The woman put a little plate in front of me, with a cake in the shape of a nightingale on it.

“I don’t know if you like sweet things, doctor...,” she said.

“It’s clever how they make them, isn’t it?” I replied, looking at the cake admiringly.

“I went to Fukagawa yesterday,” she said, “to the Tomioka Hachiman shrine. I bought them on the way back.”

“Do you often go to Tokyo?”

“No, hardly ever.”

She smiled and poured me another cup of tea.

“I remember, doctor,” the man put in, “you had a picture in your place. Asakusa in the old days. They said your father did it. Is that right?”

“Yes. He didn’t start painting till he was well into his sixties. That one was done when he was around seventy. And he’s still working as a doctor, too.”

“It’s just like the Asakusa I knew when I was young. The slum area, with the wives squatting outside their shoddy little tenements, gossiping as they cooked some fish for supper on little charcoal grills.... The kids behind the shoji with their tattered paper.... And the men in cotton half-coats, walking home along the boards that covered the open drains.... When I worked at the coal depot, I used to see that kind of scene every day, but almost before I realized it, the whole thing had changed. Then, after I retired, I came to see you—and there was that picture. It really took me back.... Is it still there?”

“Oh yes.”

“I’m glad.”

It was past two o’clock by the time I called a halt to the conversation and, with a promise to come again soon, went back downstairs. The woman came out into the road to see me off. I was still completely in the dark as to who she was.

Ijichi Eiji died less than a month later. The funeral was a very quiet affair. I met Saburo there, and was astonished to find him exactly as Eiji had pictured him. I introduced myself, and he told me that Eiji had phoned him about me. “Come and look me up sometime,” he said.

I also saw Hatsuyo at the funeral, for the first time in several months.

“How are you getting home?” I asked.

“Well, I came by train,” she said, so I offered to take her in my car. This gave me a chance to ask her about the woman in Ishioka.

“That was Omitsu,” she said. “The girl he ran off with all those years ago. Didn’t he tell you?”

“Who’d have thought it.... I had the impression they never saw each other again.”

“To be quite honest, I didn’t know much about it myself. I only took up with him during the war, years later.”

She glanced over at me as we drove along.

“So you’d never met her before?” I asked.

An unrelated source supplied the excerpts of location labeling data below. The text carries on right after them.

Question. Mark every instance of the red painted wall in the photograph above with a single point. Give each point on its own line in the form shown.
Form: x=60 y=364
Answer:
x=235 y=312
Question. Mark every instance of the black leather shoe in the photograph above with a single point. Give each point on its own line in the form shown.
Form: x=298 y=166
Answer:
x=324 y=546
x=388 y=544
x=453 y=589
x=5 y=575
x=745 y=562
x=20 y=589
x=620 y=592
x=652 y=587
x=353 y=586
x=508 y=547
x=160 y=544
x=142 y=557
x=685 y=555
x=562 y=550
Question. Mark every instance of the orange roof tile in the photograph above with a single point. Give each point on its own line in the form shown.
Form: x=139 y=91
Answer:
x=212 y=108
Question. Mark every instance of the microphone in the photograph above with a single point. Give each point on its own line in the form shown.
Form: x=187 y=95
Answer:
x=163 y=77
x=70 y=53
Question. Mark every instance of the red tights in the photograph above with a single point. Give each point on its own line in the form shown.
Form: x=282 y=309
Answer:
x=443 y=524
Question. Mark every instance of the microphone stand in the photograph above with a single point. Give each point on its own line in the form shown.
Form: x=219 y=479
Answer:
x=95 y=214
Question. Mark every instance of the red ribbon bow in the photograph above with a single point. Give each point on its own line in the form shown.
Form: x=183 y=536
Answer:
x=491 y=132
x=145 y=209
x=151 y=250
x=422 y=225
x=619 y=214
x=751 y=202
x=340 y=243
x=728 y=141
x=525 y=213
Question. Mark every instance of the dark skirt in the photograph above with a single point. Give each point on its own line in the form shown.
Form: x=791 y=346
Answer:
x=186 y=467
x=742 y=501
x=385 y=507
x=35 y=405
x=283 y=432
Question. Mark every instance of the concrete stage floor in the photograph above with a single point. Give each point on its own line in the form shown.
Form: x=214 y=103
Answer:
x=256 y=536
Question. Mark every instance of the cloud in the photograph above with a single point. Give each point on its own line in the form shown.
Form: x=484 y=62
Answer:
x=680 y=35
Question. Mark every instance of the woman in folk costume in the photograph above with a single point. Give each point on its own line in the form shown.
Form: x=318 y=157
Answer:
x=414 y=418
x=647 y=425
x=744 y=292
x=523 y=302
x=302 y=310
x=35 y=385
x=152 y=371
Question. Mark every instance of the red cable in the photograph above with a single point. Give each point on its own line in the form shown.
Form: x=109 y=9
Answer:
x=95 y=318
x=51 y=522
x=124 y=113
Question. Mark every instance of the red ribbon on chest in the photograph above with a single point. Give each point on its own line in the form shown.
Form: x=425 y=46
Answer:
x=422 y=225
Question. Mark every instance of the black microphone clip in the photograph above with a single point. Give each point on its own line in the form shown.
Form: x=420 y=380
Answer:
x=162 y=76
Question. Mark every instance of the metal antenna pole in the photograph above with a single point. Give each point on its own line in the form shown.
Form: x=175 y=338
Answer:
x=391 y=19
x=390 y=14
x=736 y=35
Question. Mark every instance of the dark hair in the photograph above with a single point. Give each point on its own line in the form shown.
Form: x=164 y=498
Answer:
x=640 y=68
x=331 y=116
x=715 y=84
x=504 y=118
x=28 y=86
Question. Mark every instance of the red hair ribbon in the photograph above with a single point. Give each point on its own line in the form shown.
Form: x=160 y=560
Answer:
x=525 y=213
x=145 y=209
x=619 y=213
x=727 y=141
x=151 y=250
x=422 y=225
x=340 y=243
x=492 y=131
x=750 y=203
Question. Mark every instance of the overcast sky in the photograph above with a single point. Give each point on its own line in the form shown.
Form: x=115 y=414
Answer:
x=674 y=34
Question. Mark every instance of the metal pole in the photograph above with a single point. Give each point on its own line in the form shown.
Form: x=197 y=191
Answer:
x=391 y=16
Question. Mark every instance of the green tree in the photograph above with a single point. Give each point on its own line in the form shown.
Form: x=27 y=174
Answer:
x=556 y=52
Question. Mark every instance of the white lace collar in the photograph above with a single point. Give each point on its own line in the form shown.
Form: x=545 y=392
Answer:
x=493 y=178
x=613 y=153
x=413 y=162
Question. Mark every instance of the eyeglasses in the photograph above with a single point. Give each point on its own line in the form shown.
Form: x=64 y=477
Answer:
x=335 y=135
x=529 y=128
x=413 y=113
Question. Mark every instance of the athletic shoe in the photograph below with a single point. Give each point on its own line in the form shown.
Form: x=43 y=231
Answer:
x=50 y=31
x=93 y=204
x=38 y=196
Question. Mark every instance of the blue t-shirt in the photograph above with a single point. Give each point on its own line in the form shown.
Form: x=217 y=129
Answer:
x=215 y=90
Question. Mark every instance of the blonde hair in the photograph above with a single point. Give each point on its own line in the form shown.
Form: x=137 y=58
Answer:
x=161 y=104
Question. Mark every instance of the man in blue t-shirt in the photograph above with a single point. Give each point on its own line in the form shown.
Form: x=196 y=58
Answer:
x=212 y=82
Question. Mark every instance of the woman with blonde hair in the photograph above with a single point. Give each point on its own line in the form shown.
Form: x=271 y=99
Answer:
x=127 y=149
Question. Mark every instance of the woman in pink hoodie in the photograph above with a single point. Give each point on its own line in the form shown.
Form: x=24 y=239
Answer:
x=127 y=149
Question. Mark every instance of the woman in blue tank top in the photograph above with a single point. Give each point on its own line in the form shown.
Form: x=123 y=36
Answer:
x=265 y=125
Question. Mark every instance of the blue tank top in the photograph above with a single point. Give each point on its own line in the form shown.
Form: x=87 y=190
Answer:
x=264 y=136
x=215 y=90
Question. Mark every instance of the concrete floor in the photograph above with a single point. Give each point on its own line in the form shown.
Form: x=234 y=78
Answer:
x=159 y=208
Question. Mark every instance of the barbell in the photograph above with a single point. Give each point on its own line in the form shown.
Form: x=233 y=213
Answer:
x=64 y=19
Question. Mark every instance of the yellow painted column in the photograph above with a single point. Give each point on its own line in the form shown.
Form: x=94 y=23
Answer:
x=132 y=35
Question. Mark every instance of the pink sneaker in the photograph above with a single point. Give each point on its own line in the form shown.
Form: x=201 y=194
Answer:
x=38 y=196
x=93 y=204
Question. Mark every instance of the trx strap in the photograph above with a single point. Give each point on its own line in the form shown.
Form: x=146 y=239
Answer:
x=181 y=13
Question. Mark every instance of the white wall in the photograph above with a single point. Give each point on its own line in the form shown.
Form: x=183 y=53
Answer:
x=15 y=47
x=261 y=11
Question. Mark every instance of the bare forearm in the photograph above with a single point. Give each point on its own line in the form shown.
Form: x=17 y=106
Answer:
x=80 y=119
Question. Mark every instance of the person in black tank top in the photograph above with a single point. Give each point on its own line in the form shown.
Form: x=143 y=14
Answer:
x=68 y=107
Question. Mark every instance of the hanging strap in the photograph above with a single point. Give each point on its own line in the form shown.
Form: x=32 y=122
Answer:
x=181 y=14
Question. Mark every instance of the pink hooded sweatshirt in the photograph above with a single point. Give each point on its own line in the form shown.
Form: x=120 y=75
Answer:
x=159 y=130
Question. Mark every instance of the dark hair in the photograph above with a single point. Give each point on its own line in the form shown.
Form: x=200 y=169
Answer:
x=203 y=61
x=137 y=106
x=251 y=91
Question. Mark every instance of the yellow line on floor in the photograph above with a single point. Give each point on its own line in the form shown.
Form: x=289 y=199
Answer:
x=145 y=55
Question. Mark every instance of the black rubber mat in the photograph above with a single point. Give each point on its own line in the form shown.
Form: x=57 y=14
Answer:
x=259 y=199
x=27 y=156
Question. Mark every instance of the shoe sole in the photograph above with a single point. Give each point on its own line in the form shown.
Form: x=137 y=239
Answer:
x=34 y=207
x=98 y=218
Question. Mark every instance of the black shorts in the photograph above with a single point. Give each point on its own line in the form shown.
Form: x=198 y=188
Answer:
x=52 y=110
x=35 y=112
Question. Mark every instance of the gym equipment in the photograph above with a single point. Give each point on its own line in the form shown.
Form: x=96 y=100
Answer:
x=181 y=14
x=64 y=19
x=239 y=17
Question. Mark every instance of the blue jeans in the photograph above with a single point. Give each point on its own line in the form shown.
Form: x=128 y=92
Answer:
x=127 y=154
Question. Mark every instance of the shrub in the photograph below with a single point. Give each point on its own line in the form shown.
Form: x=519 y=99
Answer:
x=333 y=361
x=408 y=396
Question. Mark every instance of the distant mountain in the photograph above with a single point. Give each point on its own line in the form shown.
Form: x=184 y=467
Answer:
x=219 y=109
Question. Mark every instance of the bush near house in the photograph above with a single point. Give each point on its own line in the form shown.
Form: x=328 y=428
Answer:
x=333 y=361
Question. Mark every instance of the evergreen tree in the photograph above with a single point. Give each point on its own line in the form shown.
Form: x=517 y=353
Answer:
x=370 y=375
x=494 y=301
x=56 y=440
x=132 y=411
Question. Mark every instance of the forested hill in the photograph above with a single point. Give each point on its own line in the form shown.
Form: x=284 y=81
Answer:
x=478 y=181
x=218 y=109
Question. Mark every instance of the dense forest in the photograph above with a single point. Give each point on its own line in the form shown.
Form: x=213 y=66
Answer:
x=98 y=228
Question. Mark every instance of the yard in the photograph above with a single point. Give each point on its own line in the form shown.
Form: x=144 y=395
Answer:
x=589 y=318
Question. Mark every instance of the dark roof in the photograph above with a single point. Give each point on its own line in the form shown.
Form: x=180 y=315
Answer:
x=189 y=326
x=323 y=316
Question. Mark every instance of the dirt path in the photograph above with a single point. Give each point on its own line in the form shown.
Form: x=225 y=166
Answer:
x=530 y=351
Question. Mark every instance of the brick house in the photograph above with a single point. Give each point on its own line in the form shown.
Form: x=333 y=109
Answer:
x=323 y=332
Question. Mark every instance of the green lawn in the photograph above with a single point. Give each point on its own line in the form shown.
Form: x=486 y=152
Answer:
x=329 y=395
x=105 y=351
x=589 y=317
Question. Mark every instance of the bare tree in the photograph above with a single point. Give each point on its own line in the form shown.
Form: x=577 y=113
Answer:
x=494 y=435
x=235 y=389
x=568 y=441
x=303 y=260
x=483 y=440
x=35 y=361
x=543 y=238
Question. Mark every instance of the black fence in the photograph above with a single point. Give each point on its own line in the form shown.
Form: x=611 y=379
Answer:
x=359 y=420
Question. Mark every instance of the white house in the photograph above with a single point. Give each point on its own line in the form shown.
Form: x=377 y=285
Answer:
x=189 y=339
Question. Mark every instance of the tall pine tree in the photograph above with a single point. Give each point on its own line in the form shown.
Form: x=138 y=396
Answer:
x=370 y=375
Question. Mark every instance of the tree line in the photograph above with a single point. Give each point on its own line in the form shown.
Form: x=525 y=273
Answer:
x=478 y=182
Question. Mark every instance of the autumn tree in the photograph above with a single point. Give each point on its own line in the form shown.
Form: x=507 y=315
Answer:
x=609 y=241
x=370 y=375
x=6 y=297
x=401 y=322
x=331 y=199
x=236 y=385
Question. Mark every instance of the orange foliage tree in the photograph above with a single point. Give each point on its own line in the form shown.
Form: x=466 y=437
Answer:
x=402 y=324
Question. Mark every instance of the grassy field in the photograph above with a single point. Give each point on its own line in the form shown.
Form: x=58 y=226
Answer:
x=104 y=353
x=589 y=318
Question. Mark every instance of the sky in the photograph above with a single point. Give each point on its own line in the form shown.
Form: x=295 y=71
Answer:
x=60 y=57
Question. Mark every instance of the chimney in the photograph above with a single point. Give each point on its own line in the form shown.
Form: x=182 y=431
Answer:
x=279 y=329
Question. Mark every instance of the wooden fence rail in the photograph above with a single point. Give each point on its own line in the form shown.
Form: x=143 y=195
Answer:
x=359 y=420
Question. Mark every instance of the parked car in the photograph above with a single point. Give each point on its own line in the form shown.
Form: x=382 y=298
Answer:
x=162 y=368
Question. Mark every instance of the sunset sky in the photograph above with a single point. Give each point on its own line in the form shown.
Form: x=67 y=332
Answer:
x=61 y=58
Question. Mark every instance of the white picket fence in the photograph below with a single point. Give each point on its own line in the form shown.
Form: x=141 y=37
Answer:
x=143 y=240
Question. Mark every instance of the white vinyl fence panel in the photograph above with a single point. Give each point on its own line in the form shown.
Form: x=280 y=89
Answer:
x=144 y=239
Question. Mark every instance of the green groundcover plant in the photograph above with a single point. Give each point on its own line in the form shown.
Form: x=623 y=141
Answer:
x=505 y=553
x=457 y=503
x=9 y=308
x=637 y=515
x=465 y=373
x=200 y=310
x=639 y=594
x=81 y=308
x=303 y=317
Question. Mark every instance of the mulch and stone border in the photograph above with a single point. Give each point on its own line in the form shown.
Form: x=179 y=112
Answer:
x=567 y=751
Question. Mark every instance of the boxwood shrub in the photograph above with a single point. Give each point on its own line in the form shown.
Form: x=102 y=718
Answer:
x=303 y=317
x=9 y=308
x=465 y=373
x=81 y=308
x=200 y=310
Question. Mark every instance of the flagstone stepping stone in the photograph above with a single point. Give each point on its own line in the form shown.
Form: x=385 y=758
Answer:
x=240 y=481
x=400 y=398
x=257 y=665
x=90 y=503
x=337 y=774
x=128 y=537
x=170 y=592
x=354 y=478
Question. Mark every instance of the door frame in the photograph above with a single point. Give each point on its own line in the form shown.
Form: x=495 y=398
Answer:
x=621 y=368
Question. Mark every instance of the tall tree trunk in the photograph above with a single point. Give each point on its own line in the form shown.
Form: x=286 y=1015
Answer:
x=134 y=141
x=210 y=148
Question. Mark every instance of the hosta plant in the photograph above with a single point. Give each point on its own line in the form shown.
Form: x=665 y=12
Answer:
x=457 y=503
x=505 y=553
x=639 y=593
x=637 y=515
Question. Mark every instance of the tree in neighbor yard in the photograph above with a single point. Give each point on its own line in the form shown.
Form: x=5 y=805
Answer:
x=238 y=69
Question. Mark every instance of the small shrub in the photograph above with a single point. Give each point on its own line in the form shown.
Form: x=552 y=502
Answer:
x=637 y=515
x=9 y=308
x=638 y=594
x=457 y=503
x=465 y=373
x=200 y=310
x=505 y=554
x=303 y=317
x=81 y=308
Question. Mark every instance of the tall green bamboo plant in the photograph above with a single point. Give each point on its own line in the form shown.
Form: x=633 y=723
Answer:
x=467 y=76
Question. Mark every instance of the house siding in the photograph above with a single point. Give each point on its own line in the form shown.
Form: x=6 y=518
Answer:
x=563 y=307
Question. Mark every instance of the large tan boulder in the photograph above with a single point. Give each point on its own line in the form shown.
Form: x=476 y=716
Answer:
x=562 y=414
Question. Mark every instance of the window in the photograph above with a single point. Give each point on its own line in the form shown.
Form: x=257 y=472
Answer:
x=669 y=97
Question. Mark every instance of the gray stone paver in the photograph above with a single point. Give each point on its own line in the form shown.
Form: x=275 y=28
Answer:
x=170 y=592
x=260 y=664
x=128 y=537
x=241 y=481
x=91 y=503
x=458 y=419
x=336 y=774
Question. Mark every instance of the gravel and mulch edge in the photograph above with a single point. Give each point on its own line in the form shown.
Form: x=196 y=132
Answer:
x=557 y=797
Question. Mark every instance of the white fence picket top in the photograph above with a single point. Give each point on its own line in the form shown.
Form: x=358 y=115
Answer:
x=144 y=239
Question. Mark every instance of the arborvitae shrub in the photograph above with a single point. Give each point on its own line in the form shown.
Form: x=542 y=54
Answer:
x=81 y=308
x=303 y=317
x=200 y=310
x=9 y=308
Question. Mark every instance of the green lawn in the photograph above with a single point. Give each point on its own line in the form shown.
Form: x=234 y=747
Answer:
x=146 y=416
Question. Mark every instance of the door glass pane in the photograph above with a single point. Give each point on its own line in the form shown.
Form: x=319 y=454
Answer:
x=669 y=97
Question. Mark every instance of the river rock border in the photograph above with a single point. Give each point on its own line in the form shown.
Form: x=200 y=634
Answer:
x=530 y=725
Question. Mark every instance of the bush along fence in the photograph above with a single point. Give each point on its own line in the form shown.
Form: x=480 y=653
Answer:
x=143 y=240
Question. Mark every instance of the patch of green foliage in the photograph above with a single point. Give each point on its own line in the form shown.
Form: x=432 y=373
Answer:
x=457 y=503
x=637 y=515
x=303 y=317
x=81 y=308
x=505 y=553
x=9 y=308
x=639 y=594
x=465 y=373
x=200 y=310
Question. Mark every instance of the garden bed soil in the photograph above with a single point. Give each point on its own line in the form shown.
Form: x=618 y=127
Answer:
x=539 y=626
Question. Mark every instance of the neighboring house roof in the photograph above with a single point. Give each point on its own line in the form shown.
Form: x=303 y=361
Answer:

“When Kamezo died—it’s quite a while ago now—she came to the wake.... I heard later that she’d had a rough time after that business with Eiji, but in the end she went back to the inn her parents ran, married a decent man who was adopted into the family, and kept the inn going after both her parents died. I expect Eiji knew about it, but he doesn’t seem to have gone to see her. When Kamezo died, though, she turned up at the wake, alone. And it was only a few months later that he cut off the other finger.”

“What did he do it for?”

“He went to visit her, and got into a quarrel there. It was all so stupid.... He just went out in the morning, and when he came home the finger was gone.”

“It must have been quite a quarrel.”

“If only it had been, I wouldn’t have minded so much.... Anyway, after Kamezo’s funeral he went over to her place, and found her alone. So they were sitting there chatting, just the two of them, when the husband got home. According to Eiji at least, the man seemed to be a bit peculiar. He’d checked up on her, and knew all the details.

“Anyway, Eiji introduced himself, and the husband—apparently he was fairly drunk—got Omitsu to bring them some more saké, then started rambling on about the past. Eiji felt a bit awkward and tried to leave, but the other man wouldn’t let him go. Before long, he’d got himself worked up and began to shout, laying into Eiji for showing up suddenly like that when he wasn’t there.”

“It took some guts to do that, knowing Eiji was a yakuza.”

“I expect he thought his wife had cheated on him. And he wasn’t sober, either. Anyway, he ended up punching Eiji.”

“That bad, was it?”

“And you know what Eiji did then? Of all the stupid things—he went and cut his finger off—there, on the spot, the middle finger of his left hand. I ask you!”